A report commissioned by Bloomberg has revealed a surge in the listing of crypto tokens in the first six months of 2024, rising by 11.6% to 2,066 on major exchanges.
According to the report, this suggests that crypto is back in vogue. The analysis of select exchanges that CCData conducted for Bloomberg shows that the 2,066 listings were recorded on higher-volume exchanges including Binance and Bybit.
For lower-volume exchanges including CoinJar and BTC Markets, crypto token listings were up by nearly 32% to 488, the researcher found.
The report noted that figure does not include the deluge of memecoins that are inspired by internet memes or trends that trade on decentralized exchanges such as Uniswap that allow users to maintain control over their assets. It added that more than one million memecoins have been issued already this year.
Crypto prices rally
According to the report, the surge in listings on centralized exchanges has been driven by this year’s rally in crypto prices, led by market leader Bitcoin’s more than 50% increase. It added that expectations for more regulatory leeway have been bolstered by the US approval of Bitcoin and Ether ETFs this year, along with growing speculation that Donald Trump will be more crypto-friendly if he is elected president in November.
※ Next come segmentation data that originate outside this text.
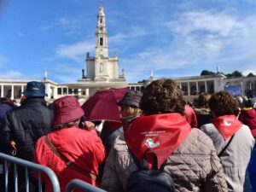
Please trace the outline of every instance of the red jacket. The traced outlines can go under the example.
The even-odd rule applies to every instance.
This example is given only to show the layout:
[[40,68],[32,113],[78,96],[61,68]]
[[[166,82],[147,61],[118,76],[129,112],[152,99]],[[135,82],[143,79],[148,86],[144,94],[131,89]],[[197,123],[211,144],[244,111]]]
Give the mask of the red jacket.
[[[50,132],[48,137],[64,156],[78,166],[98,175],[99,165],[105,159],[105,150],[95,131],[89,131],[77,127],[63,128]],[[48,166],[55,172],[60,182],[61,190],[63,192],[68,182],[74,178],[97,185],[91,178],[67,166],[65,162],[48,147],[44,137],[40,137],[36,144],[34,162]],[[52,191],[47,177],[43,175],[42,180],[45,182],[45,192]]]
[[256,112],[252,108],[245,109],[243,108],[241,111],[241,114],[239,115],[239,120],[241,120],[244,125],[247,125],[253,134],[253,136],[256,137]]

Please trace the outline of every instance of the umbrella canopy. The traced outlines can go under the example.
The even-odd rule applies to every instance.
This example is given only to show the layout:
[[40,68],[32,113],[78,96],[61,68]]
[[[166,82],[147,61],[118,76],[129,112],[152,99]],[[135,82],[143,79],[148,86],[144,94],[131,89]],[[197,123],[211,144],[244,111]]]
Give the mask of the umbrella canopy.
[[129,88],[120,88],[97,91],[82,105],[85,117],[89,120],[119,121],[117,102],[128,90]]

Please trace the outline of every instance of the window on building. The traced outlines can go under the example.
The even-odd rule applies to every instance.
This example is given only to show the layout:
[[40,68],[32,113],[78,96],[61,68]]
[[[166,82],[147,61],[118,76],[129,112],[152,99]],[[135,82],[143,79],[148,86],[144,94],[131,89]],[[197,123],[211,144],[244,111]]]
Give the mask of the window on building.
[[61,88],[58,87],[58,95],[61,95]]
[[79,90],[78,90],[78,89],[73,89],[73,93],[74,93],[75,95],[78,95]]
[[195,85],[191,87],[191,95],[196,95],[196,87]]
[[209,93],[210,94],[214,93],[214,85],[212,84],[210,85]]
[[63,94],[64,95],[67,94],[67,87],[63,87]]
[[68,88],[68,94],[71,95],[72,94],[72,89]]
[[100,63],[100,72],[103,72],[103,63]]

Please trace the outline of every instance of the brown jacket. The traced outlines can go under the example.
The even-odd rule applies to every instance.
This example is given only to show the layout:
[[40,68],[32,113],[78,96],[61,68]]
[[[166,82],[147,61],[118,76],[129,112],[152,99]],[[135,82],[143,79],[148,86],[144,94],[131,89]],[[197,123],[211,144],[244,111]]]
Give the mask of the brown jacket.
[[[129,176],[137,170],[123,136],[116,140],[106,161],[102,188],[125,191]],[[165,171],[170,173],[177,191],[226,192],[222,166],[210,137],[192,129],[188,137],[169,156]]]

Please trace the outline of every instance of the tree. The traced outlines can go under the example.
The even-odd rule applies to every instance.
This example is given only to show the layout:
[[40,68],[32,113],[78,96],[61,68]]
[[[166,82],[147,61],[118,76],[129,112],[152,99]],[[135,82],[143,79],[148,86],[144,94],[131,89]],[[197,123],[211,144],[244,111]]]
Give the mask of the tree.
[[202,70],[202,72],[201,73],[201,76],[203,75],[212,75],[215,74],[215,73],[208,71],[208,70]]
[[249,74],[247,74],[247,77],[251,78],[251,77],[255,77],[255,75],[253,73],[250,73]]

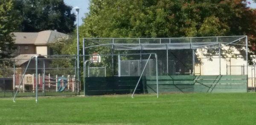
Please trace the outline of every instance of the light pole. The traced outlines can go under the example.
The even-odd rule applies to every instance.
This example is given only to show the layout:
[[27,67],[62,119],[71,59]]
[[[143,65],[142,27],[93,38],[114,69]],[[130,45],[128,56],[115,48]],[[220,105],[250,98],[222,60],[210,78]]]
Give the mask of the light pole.
[[76,9],[76,20],[77,23],[76,24],[76,33],[77,33],[77,81],[78,81],[78,86],[77,88],[77,92],[79,93],[79,94],[80,94],[80,67],[79,67],[79,18],[78,14],[79,14],[79,9],[80,8],[78,6],[76,6],[73,8]]

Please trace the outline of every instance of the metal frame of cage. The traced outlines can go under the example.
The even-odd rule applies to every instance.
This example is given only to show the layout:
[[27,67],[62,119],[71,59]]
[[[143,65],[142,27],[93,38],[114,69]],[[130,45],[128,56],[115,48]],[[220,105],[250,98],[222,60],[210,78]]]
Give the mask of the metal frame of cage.
[[[227,42],[225,39],[228,38],[232,38],[232,39],[230,39],[233,40]],[[235,43],[236,42],[240,41],[244,39],[245,41],[245,44]],[[209,39],[210,39],[209,42]],[[103,42],[104,40],[105,42],[107,41],[107,43],[101,43],[101,40]],[[153,43],[145,42],[145,41],[150,40],[153,41]],[[89,41],[92,42],[93,44],[91,45],[85,46],[85,42]],[[131,41],[132,42],[131,42]],[[100,46],[111,46],[110,47],[112,50],[111,54],[112,55],[113,65],[113,55],[115,54],[114,53],[115,50],[139,50],[140,52],[138,54],[142,54],[142,50],[166,50],[167,72],[169,72],[168,70],[168,50],[169,50],[191,49],[192,50],[192,74],[195,75],[195,50],[198,49],[204,49],[207,47],[207,49],[218,49],[218,50],[219,70],[220,75],[221,74],[221,48],[228,45],[239,45],[245,47],[247,74],[248,75],[248,40],[247,36],[157,38],[84,38],[83,40],[83,55],[84,55],[85,51],[88,48]],[[179,46],[179,45],[180,46]],[[147,47],[148,48],[147,48]],[[85,61],[85,58],[84,56],[83,62],[84,62]]]

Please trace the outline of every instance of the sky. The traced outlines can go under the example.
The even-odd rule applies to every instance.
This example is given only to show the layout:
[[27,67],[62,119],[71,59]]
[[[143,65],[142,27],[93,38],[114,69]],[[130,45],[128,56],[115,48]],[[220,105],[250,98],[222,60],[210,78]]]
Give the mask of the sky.
[[[81,25],[82,23],[82,19],[84,18],[84,14],[89,12],[88,9],[89,6],[89,0],[64,0],[64,2],[66,4],[71,6],[73,7],[78,6],[80,8],[79,14],[79,25]],[[253,2],[252,0],[248,0],[248,2],[250,2],[250,5],[248,6],[253,8],[256,8],[256,3]],[[76,11],[72,10],[71,12],[75,13]],[[75,22],[76,24],[76,22]]]
[[[80,8],[79,11],[79,25],[81,25],[82,23],[82,19],[84,18],[84,14],[89,12],[89,0],[64,0],[64,2],[69,6],[72,6],[73,7],[78,6]],[[76,11],[72,10],[71,13],[76,13]],[[76,24],[76,22],[75,22]]]

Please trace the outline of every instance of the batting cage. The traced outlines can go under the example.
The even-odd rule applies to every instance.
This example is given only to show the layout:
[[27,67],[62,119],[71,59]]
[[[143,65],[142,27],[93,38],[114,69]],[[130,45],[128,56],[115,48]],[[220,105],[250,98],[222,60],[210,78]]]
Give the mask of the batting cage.
[[83,48],[85,94],[247,91],[245,36],[84,38]]

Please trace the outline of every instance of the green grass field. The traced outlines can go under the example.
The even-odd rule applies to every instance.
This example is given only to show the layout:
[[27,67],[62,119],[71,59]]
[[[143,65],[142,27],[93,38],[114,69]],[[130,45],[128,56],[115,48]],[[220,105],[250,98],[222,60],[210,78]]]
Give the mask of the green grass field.
[[252,125],[256,93],[0,98],[0,124]]

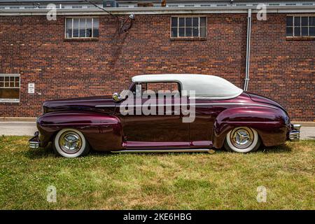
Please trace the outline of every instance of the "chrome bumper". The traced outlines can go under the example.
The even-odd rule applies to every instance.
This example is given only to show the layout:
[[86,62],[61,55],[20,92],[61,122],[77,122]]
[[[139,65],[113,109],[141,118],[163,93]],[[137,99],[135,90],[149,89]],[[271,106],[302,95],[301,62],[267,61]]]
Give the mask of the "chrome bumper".
[[34,136],[31,137],[29,140],[29,148],[39,148],[39,146],[41,145],[41,142],[39,141],[38,135],[39,135],[38,132],[36,132],[34,134]]
[[292,130],[289,132],[289,139],[290,141],[299,141],[300,140],[300,129],[301,125],[293,125]]

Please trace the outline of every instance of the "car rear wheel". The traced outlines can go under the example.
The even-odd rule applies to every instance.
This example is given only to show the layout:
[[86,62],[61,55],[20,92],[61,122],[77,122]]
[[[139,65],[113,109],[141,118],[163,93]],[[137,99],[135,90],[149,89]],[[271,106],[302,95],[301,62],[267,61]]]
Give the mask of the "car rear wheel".
[[260,139],[255,130],[247,127],[238,127],[226,135],[224,148],[237,153],[253,152],[260,146]]
[[76,158],[88,154],[90,145],[81,132],[66,128],[57,133],[52,141],[56,154],[66,158]]

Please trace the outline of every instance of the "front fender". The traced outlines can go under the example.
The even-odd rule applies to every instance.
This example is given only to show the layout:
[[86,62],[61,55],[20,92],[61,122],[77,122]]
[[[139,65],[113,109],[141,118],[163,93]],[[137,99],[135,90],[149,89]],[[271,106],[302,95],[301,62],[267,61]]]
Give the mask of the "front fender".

A portfolio manager at digital-asset firm Pantera Capital, Cosmo Jiang, was quoted in the report, stating,
“I am optimistic that the shifting political and regulatory stance toward crypto starts driving positive change. Specifically, I hope that with regulatory clarity increasing, tokens with real value tied to strong fundamentals will stand out, and those without real value such as memecoins will lose out.”
Bloomberg noted that startups have also once again begun launching tokens, from memecoins to coins used for gaming, as a way to finance operations or expand community support. It described that as a big change from 2022, when crypto markets crashed following a series of scandals and bankruptcies such as the collapse of the FTX exchange.
Still lower than 2021
Citing another researcher, the report noted that the spike in new listings on centralized exchanges is still likely smaller than it was in 2021, according to researcher Kaiko. In 2022, listings were down by more than 50%, and fell another 20% last year, Kaiko said.
Bybit, which has seen its trading volume and market share surge, has been the most prolific lister among higher-volume exchanges, with listings up 83% since the start of 2023, CCData found. Coinbase has been the most conservative, with its listings up 8.2% over the same period, CCData said.
What you should know
Another report just released by Coingecko, the leading crypto-tracking website in the industry revealed that Memecoins were the major market movers in the second quarter of the year and the total market capitalization of cryptocurrencies dropped by 14% within the time frame.
The report revealed that memecoins were the center of attraction in the industry in Q2 and the S&P 500 outperformed the total market capitalization of cryptocurrencies which declined by 14%.
The total crypto market capitalization lost $408.8 billion in the last three months closing the Q2 with a total market capitalization of $2.43 trillion. The market capitalization fell short and was unable to hit a new all-time high.